NO.089 Algorithmics for Beyond Planar Graphs

Shonan Village Center

November 28 - December 1, 2016 (Check-in: November 27, 2016 )


  • Seok-Hee Hong
    • The University of Sydney, Australia
  • Takeshi Tokuyama
    • Tohoku University, Japan


Description of the meeting:


Many existing graph algorithms have a strong assumption that the input graph is planar, however, most graphs such as social networks or biological networks in real-world applications are non-planar.
This workshop aims to solve algorithmic problems for sparse non-planar graphs, with specific application of large and complex network visualisation. More specifically, we will develop innovative algorithms to handle sparse non-planar graphs such as k-planar graphs, k-skew graphs, and k-quasi-planar graphs:

  • k-planar graphs: a graph is k-planar if it has a drawing in which no edge crosses more than k edges.
  • k-skew graphs: a graph is k-skew if it has a drawing in which deletion of k edges makes the resulting graph planar.
  • k-quasi-planar graphs: a graph is k-quasi-planar if it has a drawing in which no k edges mutually cross each other.

The main goal of the workshop is to promote Graph Algorithm research in Asia-Pacific region, and form a research community to collaboratively solve complex problems arising in a variety of application domains such as social networks or systems biology. In particular, special emphasis on the “Beyond Planar Graphs” will be addressed.


This workshop aims to bring world-renowned researchers on Graph Algorithm, Graph Drawing, Computational Geometry, and Graph Theory, and collaboratively develop innovative theory and algorithms for sparse non-planar topological graphs with specific applications of large and complex network visualization.
More specifically, we have the following aims:

  • Structural properties: We aim to characterise classes of sparse non-planar topological graphs. We aim to find important structural properties of such graphs.
  • Testing algorithm: We aim to design algorithms to test whether a given graph satisfies such topological constraints in polynomial time. We want to determine whether each of these problems is NP-hard. If not, we will design efficient (polynomial time) algorithms.
  • Drawing algorithm: We aim to design polynomial time algorithms to construct a straight-line drawing of an embedding that satisfies topological constraints.

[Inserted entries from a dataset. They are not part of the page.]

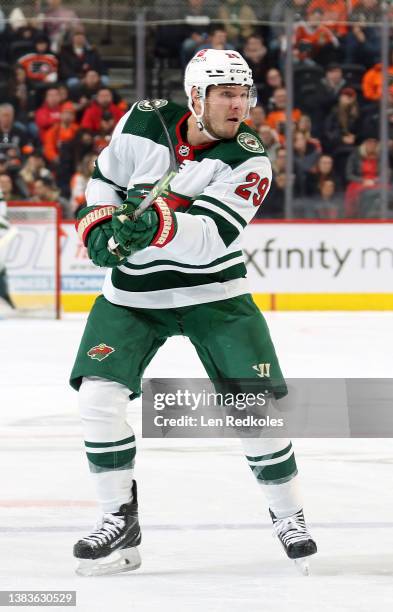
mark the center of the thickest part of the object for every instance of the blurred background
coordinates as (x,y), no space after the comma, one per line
(70,70)
(324,74)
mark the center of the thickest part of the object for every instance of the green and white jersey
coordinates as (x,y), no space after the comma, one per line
(215,195)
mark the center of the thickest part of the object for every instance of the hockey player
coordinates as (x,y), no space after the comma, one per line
(178,270)
(6,234)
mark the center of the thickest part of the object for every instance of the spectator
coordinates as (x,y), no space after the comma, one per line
(79,182)
(58,21)
(82,93)
(273,81)
(19,96)
(7,188)
(60,134)
(326,96)
(279,164)
(33,169)
(304,125)
(19,36)
(323,171)
(239,20)
(305,157)
(362,172)
(44,190)
(334,14)
(271,142)
(363,42)
(327,204)
(79,57)
(277,118)
(342,126)
(59,147)
(372,81)
(371,118)
(11,136)
(49,112)
(92,116)
(256,54)
(197,22)
(314,42)
(41,65)
(217,40)
(257,117)
(278,40)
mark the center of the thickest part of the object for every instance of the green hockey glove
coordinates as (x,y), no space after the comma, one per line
(94,226)
(155,227)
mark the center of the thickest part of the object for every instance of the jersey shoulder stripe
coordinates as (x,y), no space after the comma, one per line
(143,121)
(239,149)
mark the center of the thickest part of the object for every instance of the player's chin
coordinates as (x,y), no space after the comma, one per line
(231,129)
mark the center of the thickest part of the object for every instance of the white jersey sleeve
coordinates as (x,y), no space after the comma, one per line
(108,184)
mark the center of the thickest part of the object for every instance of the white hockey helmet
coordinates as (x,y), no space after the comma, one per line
(216,67)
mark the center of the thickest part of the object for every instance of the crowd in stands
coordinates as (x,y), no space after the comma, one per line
(58,109)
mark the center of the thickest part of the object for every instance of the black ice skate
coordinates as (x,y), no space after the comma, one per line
(111,548)
(296,540)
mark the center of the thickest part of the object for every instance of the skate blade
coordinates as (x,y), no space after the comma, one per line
(124,560)
(303,565)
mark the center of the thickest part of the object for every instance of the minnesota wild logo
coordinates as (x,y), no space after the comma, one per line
(100,352)
(250,143)
(146,105)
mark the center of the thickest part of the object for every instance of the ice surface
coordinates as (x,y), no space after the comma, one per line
(207,535)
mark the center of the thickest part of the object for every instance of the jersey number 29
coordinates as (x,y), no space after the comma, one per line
(253,180)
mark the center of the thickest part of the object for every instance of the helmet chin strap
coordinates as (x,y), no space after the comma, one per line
(199,120)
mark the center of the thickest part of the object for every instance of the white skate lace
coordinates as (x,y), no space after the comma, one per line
(109,527)
(291,529)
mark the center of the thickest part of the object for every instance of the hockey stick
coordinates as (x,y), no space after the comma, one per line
(160,187)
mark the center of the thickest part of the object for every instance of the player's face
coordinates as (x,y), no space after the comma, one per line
(225,108)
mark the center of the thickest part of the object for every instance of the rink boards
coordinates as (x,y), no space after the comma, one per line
(292,265)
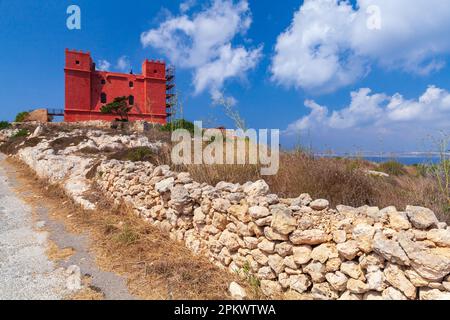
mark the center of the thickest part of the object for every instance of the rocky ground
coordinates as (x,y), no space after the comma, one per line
(297,248)
(26,234)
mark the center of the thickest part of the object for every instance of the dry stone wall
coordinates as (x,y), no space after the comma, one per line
(298,248)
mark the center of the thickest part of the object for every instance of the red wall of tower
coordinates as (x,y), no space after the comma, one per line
(84,86)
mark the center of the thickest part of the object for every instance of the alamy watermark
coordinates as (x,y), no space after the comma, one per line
(73,22)
(227,147)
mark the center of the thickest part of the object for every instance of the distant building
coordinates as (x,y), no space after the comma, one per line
(88,89)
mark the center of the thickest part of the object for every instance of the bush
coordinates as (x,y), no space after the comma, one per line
(392,167)
(4,125)
(22,116)
(178,124)
(21,133)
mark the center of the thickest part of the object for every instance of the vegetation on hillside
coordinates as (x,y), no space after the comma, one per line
(21,116)
(4,125)
(178,124)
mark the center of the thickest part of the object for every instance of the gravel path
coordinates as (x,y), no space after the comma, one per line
(26,273)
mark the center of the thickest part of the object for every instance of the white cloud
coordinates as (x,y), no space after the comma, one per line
(329,43)
(371,115)
(103,65)
(203,42)
(187,5)
(123,64)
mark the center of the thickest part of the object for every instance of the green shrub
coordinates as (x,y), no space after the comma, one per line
(21,116)
(392,167)
(4,125)
(178,124)
(21,133)
(136,154)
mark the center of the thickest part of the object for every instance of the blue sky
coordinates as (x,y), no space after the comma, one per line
(315,70)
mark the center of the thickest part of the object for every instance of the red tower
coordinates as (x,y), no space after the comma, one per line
(87,90)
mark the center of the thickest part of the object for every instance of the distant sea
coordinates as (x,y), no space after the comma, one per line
(408,160)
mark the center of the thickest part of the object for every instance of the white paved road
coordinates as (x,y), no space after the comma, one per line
(25,270)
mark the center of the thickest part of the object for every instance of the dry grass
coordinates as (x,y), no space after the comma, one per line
(56,254)
(155,267)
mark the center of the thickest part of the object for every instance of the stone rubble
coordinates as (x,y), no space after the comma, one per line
(298,248)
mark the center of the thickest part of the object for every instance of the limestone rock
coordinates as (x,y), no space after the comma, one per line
(440,237)
(352,269)
(349,296)
(259,257)
(237,292)
(266,273)
(395,276)
(303,200)
(333,265)
(339,236)
(230,240)
(373,295)
(348,250)
(323,291)
(271,288)
(164,185)
(337,280)
(267,246)
(257,212)
(357,286)
(363,233)
(393,294)
(390,250)
(299,283)
(310,237)
(283,222)
(276,263)
(375,280)
(324,252)
(433,294)
(302,254)
(421,218)
(240,212)
(274,235)
(398,220)
(221,205)
(316,270)
(258,188)
(283,249)
(431,264)
(416,279)
(290,262)
(319,204)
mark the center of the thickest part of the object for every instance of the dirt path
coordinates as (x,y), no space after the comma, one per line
(26,272)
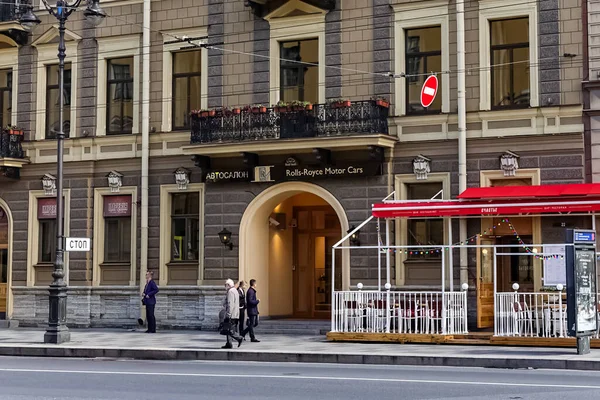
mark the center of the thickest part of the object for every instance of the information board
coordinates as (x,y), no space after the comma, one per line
(585,290)
(555,268)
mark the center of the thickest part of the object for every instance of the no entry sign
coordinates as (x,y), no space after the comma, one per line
(429,91)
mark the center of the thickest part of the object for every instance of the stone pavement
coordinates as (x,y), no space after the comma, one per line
(196,345)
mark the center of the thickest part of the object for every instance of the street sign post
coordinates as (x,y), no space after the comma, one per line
(582,316)
(78,244)
(429,90)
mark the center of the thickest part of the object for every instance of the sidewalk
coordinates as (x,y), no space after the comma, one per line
(196,345)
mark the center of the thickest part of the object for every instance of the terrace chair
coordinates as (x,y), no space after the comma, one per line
(523,319)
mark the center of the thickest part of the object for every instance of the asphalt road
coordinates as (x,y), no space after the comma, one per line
(46,378)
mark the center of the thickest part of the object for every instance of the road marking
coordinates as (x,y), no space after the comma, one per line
(318,378)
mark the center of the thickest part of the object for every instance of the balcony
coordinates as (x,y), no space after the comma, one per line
(289,122)
(12,156)
(343,125)
(10,11)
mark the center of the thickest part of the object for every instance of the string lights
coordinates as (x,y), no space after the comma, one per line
(469,240)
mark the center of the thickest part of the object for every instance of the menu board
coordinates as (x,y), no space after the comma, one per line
(585,290)
(555,268)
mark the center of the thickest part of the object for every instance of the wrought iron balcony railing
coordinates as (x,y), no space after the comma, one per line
(11,144)
(10,10)
(263,123)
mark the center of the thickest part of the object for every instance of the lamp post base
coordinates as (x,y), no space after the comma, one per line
(57,331)
(57,337)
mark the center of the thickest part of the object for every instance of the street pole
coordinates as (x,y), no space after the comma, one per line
(57,331)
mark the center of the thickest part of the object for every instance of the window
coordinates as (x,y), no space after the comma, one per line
(185,226)
(424,232)
(299,81)
(47,230)
(186,86)
(119,116)
(117,229)
(423,55)
(6,97)
(53,101)
(509,58)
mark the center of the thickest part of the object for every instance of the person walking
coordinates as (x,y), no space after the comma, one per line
(242,294)
(231,313)
(149,300)
(252,310)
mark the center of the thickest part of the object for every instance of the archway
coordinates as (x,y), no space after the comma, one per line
(6,223)
(266,252)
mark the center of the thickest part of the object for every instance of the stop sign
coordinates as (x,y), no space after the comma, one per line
(429,91)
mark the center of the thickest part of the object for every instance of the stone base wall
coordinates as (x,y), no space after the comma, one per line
(120,307)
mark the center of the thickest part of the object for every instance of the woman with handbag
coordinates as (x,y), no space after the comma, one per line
(149,300)
(230,315)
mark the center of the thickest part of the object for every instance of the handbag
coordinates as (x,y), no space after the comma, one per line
(225,327)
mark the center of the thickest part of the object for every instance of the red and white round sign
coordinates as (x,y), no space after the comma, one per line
(429,91)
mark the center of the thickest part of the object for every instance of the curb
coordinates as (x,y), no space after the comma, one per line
(298,357)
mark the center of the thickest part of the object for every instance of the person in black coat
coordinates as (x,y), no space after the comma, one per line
(149,300)
(242,294)
(252,310)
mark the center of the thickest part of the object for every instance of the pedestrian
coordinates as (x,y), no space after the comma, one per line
(242,294)
(149,300)
(252,310)
(231,314)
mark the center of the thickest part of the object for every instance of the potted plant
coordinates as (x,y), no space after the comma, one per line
(339,103)
(298,105)
(281,106)
(14,130)
(259,109)
(381,102)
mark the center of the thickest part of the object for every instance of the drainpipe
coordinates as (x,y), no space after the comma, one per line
(145,141)
(462,129)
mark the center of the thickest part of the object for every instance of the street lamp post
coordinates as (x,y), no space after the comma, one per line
(57,331)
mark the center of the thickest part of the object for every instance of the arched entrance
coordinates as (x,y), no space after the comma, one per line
(292,261)
(5,259)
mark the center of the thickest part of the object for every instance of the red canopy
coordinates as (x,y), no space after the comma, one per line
(496,201)
(537,191)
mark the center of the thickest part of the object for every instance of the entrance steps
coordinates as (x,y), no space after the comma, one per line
(299,327)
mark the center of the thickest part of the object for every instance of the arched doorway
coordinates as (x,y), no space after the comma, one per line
(5,240)
(286,236)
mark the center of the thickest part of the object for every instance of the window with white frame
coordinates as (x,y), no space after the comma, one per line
(508,54)
(421,46)
(187,86)
(6,95)
(423,55)
(53,101)
(299,70)
(119,96)
(181,234)
(297,34)
(184,77)
(118,90)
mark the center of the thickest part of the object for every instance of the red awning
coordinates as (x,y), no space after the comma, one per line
(456,208)
(576,190)
(500,201)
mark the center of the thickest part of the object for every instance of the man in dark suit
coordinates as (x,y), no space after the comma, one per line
(252,310)
(149,300)
(242,294)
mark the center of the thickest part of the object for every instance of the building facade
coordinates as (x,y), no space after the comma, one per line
(281,121)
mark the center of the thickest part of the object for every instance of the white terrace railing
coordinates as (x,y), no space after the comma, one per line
(539,315)
(400,312)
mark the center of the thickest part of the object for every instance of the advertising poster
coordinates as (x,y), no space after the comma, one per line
(585,290)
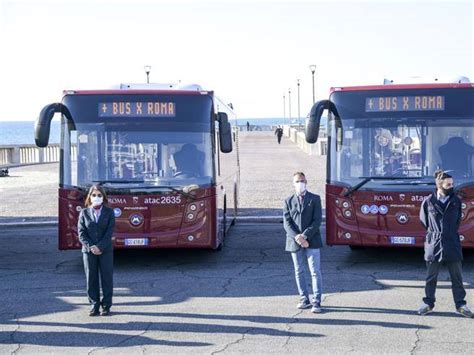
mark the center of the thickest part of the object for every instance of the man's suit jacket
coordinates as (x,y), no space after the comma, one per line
(304,219)
(96,233)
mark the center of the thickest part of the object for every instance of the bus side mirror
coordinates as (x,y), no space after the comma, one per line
(314,119)
(225,133)
(43,123)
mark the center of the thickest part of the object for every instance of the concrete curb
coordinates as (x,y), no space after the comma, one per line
(264,219)
(29,224)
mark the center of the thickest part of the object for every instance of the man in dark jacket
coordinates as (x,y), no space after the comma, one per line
(440,214)
(302,215)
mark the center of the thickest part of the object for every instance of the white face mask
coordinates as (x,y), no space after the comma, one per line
(300,187)
(97,201)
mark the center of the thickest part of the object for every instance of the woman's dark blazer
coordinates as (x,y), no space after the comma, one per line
(98,234)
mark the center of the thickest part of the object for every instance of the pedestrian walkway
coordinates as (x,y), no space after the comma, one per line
(267,170)
(30,192)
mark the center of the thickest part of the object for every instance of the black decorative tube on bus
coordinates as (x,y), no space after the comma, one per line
(314,120)
(43,122)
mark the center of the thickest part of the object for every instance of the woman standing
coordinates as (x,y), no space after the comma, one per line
(440,214)
(95,228)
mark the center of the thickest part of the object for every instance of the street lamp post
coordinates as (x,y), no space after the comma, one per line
(284,106)
(147,71)
(312,67)
(299,115)
(289,105)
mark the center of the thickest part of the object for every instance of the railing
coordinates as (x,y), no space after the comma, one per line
(14,155)
(298,137)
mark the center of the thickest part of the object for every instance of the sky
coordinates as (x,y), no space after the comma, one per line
(250,53)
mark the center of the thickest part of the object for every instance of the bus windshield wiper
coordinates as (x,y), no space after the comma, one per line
(118,181)
(412,183)
(369,178)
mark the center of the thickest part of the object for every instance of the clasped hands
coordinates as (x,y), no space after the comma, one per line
(95,250)
(301,240)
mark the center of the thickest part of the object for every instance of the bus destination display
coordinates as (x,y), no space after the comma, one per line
(404,103)
(140,109)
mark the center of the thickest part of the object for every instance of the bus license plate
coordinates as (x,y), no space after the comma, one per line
(402,240)
(136,242)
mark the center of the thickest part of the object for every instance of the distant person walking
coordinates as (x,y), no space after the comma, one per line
(302,216)
(440,214)
(95,228)
(279,133)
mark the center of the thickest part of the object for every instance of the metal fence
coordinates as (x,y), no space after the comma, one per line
(28,154)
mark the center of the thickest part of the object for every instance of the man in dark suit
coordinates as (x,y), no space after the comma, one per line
(95,228)
(302,215)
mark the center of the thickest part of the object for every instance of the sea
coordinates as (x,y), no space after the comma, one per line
(22,132)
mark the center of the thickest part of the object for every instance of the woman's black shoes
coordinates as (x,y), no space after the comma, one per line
(105,311)
(93,312)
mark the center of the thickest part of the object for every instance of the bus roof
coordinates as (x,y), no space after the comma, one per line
(152,88)
(402,87)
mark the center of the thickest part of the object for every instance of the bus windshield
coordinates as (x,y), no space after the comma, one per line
(125,156)
(399,151)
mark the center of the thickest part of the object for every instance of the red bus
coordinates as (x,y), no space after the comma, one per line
(384,144)
(167,158)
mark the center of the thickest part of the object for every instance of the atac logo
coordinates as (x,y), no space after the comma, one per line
(402,217)
(383,198)
(136,219)
(117,201)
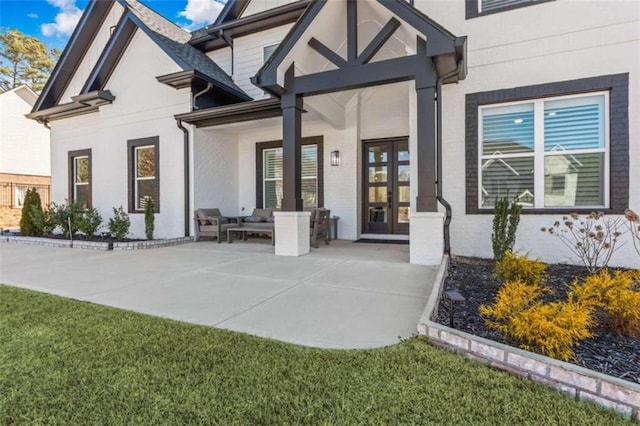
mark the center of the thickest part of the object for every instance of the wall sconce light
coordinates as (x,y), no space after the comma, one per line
(335,158)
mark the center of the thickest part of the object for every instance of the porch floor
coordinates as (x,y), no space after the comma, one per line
(339,296)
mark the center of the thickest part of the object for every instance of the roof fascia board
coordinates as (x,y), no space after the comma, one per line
(74,52)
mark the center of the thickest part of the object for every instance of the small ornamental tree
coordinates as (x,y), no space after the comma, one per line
(31,203)
(505,224)
(149,218)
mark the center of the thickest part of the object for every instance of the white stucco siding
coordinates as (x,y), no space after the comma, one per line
(215,169)
(142,108)
(248,57)
(24,144)
(224,58)
(256,6)
(550,42)
(93,53)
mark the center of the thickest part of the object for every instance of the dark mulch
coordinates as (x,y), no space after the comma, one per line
(607,353)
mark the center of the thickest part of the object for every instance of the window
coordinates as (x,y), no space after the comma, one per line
(267,51)
(80,177)
(555,146)
(485,7)
(269,171)
(143,173)
(547,153)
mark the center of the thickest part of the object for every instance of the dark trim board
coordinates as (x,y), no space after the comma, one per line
(618,87)
(131,145)
(311,140)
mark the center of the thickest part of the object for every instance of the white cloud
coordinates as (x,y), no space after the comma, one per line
(65,21)
(201,12)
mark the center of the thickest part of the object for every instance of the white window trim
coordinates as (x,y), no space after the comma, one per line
(137,179)
(539,153)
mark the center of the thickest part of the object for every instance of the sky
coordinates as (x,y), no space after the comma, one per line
(53,21)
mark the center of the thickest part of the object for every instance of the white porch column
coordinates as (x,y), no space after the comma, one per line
(426,238)
(292,233)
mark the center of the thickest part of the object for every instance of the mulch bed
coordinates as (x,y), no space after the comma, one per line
(607,353)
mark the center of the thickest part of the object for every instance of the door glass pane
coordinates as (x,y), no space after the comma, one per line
(403,214)
(403,151)
(574,180)
(378,154)
(378,214)
(404,174)
(507,129)
(378,194)
(403,194)
(507,177)
(378,174)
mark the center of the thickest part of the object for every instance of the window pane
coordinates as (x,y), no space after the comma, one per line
(378,174)
(574,180)
(146,188)
(273,163)
(145,162)
(309,192)
(507,130)
(508,177)
(576,123)
(272,194)
(378,194)
(82,196)
(82,169)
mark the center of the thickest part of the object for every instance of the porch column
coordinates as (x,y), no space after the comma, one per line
(291,225)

  • We will identify research opportunities on Beyond Planar Graphs, focusing on the Asia-Pacific context.
  • We will form a broader research community with cross-disciplinary collaboration, between Computer Science (Graph Algorithm, Theoretical Computer Science, Combinatorial Optimisation) as well as Mathematics (Graph Theory, Combinatorics).
  • We will foster greater exchange between Graph Drawing community, Computational Geometry community and Graph Theory community, and to draw more researchers in the Asia-Pacific region to enter this rapidly growing area of research.
  • We will assist emerging researchers to find linkages to international researchers and competitive research grants and fundings.

Significance and Innovation:

Existing planar graph drawing algorithms have made little impact on visualisation of real-world complex networks. This workshop will be the first general and extensive investigation of the algorithmic questions arising from sparse non-planar topological graphs for real-world network visualisation.
We believe that this workshop will set a new research agenda in Graph Drawing and Geometric Graph Theory. More specifically, our innovations include:

  • New research agenda for Graph Drawing: This workshop will develop new algorithms that address the problems of sparse non-planar topological graphs. It will form a significant chapter in the grand tradition of interplay between geometry and combinatorial structures.
  • New Visualisation algorithms for real world networks: The innovation lies in designing novel algorithms for good visualisations of real world networks, which are sparse non-planar. The drawing algorithms will be used by industry and other disciplines (such as biology and sociology) to visualise real world networks.

Expected Outcomes:

  • Innovative techniques and solutions for Beyond Planar Graphs, which will be used by domain experts and end users in various application.
  • Joint publications at the top conferences and journals in Algorithms and Theory, jointly authored by researchers in Graph Algorithm, Graph Drawing, Computational Geometry, Combinatorial Optimisation, and Graph Theory.
  • Joint funding applications for long-term research collaboration for continuation of the research collaboration beyond 2016.


  • Academic impact: research publications at top conferences and journals, with high citations.
  • Social impact: new algorithms for Beyond Planar Graphs will be in high-demand by researchers and practitioners in various applications and disciplines to solve complex problems in their domains.